Implications for Sustainability

Overlooked leverage point

Pet food is rarely discussed in climate policy circles. Knight points out that fewer than two full-time academic researchers outside industry currently study sustainable pet diets, and less than 1 % of the farmed-animal advocacy movement’s budget targets this area. In effective-altruism terms, the field scores high on “neglectedness,” making it a potentially high-impact intervention.

Alternative proteins already exist

Plant-based dog foods supplemented with taurine, L-carnitine, vitamin B12 and other nutrients have been on the market since 2005. By early 2026, 14 peer-reviewed studies and one systematic review indicate that dogs maintained on properly formulated vegan diets show comparable health outcomes to those on meat-based kibble.
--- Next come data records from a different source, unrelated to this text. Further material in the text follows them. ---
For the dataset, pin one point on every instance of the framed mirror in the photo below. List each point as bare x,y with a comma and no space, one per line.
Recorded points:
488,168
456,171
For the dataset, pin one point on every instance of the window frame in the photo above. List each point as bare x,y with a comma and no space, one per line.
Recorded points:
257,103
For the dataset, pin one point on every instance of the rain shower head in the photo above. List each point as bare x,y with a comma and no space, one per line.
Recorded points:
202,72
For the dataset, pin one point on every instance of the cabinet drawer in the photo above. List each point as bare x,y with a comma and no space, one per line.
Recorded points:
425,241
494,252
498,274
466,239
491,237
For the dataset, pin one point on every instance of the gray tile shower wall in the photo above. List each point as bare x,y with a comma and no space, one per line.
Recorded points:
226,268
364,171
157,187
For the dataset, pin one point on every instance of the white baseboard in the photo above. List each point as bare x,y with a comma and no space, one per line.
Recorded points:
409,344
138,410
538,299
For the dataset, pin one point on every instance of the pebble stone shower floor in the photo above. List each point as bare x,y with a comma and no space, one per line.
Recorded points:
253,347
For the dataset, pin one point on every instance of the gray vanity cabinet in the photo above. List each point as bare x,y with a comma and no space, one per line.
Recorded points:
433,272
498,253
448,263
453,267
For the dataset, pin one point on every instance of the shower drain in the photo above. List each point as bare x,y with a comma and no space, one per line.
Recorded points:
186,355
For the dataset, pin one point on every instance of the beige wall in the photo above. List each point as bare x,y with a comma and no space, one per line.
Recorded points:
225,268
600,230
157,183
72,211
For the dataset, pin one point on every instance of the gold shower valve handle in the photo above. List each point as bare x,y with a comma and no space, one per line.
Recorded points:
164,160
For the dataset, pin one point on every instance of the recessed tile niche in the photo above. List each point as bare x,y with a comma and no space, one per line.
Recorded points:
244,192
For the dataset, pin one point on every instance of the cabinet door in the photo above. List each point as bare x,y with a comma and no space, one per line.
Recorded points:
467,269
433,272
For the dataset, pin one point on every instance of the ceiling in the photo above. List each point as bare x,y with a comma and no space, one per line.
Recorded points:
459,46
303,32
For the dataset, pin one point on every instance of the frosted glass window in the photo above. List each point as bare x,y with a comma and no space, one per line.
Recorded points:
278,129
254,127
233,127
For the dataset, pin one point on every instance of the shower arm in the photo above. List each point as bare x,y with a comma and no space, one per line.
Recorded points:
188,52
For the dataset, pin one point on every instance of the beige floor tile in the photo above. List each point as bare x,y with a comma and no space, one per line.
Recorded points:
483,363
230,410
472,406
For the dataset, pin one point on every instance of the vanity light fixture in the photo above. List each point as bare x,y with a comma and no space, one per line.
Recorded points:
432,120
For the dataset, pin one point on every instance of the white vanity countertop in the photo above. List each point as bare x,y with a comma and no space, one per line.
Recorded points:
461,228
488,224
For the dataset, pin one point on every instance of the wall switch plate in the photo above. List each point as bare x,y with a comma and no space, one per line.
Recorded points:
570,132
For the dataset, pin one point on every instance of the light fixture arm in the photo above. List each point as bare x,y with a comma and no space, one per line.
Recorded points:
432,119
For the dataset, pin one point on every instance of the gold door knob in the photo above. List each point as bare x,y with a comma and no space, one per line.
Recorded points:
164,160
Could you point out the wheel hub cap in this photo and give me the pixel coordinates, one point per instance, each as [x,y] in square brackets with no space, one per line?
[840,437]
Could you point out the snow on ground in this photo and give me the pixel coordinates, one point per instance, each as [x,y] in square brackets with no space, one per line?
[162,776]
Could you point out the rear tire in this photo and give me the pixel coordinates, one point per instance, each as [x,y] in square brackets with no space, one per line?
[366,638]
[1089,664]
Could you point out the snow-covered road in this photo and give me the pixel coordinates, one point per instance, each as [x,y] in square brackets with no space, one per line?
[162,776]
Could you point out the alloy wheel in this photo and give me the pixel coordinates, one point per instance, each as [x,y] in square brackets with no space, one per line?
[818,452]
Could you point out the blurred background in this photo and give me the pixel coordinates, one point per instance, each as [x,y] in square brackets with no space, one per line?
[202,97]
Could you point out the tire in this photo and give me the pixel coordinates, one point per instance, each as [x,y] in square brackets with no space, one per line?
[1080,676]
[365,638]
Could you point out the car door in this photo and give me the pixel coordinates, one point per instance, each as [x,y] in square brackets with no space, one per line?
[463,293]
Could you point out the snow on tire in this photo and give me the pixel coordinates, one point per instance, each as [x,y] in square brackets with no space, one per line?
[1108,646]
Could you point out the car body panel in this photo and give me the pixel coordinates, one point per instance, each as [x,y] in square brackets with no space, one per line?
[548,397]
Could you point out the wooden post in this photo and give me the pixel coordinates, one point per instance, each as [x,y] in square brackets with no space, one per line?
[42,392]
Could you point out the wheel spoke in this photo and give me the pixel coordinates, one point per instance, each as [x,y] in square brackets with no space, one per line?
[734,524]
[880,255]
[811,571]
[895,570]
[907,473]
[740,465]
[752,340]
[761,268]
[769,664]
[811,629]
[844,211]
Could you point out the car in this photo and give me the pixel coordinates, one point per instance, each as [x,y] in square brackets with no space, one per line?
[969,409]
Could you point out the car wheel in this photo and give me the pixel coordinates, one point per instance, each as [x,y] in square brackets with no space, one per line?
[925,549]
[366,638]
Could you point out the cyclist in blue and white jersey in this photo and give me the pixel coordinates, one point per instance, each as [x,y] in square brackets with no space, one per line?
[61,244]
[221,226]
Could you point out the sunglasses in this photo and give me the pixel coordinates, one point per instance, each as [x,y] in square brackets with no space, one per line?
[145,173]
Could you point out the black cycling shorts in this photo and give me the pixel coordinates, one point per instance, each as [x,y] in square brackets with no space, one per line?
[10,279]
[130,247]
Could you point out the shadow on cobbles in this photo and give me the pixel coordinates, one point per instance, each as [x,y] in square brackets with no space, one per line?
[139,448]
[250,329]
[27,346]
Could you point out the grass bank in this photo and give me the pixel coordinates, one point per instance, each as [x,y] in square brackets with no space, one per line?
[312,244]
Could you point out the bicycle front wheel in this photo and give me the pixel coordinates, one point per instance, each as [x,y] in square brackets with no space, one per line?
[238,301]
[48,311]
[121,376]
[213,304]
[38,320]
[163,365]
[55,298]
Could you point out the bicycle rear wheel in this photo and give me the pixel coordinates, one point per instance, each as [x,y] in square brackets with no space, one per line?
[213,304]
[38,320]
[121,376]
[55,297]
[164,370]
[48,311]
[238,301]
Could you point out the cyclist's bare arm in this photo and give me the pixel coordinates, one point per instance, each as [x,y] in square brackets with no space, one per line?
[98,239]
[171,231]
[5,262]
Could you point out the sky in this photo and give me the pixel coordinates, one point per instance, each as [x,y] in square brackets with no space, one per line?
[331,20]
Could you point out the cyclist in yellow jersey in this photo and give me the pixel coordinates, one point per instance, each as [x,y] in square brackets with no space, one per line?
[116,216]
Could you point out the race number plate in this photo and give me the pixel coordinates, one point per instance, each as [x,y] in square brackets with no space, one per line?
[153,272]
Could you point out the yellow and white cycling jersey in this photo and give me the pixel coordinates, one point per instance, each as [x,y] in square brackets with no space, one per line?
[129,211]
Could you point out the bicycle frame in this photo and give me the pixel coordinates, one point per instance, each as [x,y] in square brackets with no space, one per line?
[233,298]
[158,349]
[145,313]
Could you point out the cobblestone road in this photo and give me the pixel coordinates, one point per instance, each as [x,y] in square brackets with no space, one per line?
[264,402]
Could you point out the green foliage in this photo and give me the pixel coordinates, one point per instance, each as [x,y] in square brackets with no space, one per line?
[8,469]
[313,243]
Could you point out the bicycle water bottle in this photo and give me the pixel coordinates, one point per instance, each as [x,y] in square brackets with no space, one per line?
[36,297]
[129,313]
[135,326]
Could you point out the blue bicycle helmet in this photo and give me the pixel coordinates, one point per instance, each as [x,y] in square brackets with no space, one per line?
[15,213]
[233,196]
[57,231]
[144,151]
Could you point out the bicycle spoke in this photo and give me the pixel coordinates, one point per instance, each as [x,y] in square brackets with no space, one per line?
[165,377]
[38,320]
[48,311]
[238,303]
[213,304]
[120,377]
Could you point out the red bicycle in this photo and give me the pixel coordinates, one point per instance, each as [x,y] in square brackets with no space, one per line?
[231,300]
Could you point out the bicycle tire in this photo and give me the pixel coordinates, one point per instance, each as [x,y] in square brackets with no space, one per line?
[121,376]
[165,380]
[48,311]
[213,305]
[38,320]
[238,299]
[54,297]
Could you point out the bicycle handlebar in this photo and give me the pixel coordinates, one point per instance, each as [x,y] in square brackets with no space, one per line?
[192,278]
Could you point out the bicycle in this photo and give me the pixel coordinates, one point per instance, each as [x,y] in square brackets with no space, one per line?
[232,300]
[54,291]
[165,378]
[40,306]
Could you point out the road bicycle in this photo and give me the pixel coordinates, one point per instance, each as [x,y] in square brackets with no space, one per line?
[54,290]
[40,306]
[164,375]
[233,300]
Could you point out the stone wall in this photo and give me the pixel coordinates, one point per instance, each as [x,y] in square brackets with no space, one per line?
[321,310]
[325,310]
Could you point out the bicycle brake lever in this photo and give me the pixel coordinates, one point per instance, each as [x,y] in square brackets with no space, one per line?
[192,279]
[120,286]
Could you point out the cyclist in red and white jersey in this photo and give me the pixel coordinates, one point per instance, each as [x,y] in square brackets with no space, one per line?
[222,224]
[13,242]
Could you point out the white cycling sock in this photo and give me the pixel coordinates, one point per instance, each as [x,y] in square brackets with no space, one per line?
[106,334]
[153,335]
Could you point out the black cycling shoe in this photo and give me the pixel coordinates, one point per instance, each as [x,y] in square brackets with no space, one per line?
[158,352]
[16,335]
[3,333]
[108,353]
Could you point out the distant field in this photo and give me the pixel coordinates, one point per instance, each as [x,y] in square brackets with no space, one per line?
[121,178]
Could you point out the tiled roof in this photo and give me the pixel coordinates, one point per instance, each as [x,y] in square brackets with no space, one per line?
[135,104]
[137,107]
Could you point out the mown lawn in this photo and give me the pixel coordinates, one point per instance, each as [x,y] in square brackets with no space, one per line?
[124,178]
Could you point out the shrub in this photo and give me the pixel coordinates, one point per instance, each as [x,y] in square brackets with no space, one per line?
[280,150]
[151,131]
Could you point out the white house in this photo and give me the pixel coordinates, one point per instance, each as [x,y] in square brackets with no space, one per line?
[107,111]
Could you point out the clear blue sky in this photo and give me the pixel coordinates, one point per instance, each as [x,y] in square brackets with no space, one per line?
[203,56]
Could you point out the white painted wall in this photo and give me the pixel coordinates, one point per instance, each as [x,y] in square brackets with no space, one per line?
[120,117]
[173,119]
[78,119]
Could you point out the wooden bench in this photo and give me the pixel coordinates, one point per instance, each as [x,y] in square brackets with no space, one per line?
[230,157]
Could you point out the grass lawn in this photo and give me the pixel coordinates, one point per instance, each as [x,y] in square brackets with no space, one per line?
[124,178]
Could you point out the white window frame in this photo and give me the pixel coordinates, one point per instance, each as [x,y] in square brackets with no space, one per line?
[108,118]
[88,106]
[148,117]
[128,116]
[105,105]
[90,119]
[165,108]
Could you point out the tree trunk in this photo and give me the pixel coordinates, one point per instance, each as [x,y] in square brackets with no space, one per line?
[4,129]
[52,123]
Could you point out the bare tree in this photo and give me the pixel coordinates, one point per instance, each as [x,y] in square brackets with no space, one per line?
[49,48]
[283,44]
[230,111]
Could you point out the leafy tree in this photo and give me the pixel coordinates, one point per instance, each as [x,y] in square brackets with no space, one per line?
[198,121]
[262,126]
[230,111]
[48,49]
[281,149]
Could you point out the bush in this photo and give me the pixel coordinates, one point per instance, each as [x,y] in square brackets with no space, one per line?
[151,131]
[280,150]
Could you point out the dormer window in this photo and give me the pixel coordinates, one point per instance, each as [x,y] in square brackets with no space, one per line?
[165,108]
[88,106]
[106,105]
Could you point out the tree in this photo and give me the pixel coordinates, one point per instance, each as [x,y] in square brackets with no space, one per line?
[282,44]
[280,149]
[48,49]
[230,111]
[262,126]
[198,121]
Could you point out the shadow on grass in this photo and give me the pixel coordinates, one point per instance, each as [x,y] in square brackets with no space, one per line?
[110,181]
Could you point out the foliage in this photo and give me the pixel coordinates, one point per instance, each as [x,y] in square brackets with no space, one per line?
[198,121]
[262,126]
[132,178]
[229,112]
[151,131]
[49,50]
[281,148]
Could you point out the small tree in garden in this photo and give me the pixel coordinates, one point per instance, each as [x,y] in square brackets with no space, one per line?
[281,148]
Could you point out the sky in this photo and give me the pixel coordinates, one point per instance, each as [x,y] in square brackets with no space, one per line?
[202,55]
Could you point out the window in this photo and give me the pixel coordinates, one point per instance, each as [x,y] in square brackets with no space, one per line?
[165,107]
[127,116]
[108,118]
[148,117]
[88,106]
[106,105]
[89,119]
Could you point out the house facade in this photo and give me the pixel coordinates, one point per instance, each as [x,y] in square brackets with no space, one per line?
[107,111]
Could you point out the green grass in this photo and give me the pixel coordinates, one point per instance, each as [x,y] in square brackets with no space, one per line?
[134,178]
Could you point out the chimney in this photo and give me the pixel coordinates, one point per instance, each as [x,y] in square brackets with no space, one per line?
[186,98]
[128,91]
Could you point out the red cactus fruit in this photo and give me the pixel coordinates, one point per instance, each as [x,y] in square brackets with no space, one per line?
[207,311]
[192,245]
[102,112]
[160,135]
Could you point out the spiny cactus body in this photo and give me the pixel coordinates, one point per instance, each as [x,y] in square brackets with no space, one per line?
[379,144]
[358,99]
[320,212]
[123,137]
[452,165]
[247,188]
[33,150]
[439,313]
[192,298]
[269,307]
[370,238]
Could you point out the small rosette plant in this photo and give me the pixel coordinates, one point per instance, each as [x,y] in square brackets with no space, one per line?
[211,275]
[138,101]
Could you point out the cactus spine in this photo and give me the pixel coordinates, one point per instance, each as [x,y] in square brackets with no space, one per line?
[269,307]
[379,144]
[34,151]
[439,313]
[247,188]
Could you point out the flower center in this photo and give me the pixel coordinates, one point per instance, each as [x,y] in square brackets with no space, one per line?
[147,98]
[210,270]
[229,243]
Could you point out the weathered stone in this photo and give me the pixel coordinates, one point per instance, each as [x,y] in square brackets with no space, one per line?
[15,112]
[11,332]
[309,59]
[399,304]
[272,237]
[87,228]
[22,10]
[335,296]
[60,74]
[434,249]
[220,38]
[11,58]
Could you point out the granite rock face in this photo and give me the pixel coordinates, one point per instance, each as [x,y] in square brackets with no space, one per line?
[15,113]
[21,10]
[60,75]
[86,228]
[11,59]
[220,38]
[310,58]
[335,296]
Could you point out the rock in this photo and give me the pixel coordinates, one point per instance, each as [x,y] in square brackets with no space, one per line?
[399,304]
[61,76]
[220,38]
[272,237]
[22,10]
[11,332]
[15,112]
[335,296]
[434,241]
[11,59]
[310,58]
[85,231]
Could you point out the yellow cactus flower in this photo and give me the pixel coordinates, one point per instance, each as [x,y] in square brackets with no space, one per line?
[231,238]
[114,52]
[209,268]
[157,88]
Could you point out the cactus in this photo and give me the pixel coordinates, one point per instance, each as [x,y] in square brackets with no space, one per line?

Microbial proteins (produced via fermentation) and cultivated meat grown in bioreactors are also entering the pet-food pipeline, offering additional pathways to cut impacts.

What This Means for Pet Owners

Check the label

Not all vegan dog foods are equal. Look for products that meet Association of American Feed Control Officials (AAFCO) or European FEDIAF nutrient profiles for adult dogs or all life stages, and that undergo feeding trials or laboratory analysis.

Transition gradually

Introduce new foods over 7–10 days by mixing increasing proportions with the old diet to avoid gastrointestinal upset.

Monitor health markers

Schedule annual blood work to check albumin, B12, folate and electrolyte levels, especially during the first year after switching.

Policy and Industry Outlook

Some governments already incentivize low-carbon pet food. The Netherlands lowered VAT on plant-based pet food from 21 % to 9 % in 2021, recognizing its climate benefits. Expect similar measures elsewhere as national carbon budgets tighten. Meanwhile, major retailers are expanding shelf space for “eco” or “vegan” pet ranges. Mars Petcare recently invested in a research hub for cultivated meat pet products, signalling industry buy-in.

Limitations and Future Research

Knight’s study relies on 2018 data; dog populations have grown since, particularly in Asia. Regional variation in feeding practices (e.g., home-made versus commercial) introduces uncertainty, and marine animals such as fish were excluded. Future work should incorporate updated census data, fishmeal impacts, and consumer willingness-to-pay surveys for alternative-protein pet foods.

Conclusion

The environmental paw-print of our canine companions is larger than many environmentalists realised. Fortunately, the solution is already in aisle five: nutritionally balanced plant-based dog foods that satisfy palatability, health, and sustainability criteria. Swapping an average dog to a vegan diet for a single year spares more farmed animals than eliminating all meat from a human diet over the same period. For policymakers, advocates, and everyday pet owners, that represents an embarrassingly underused opportunity to curb greenhouse-gas emissions, conserve biodiversity, and improve global food security—one bowl at a time.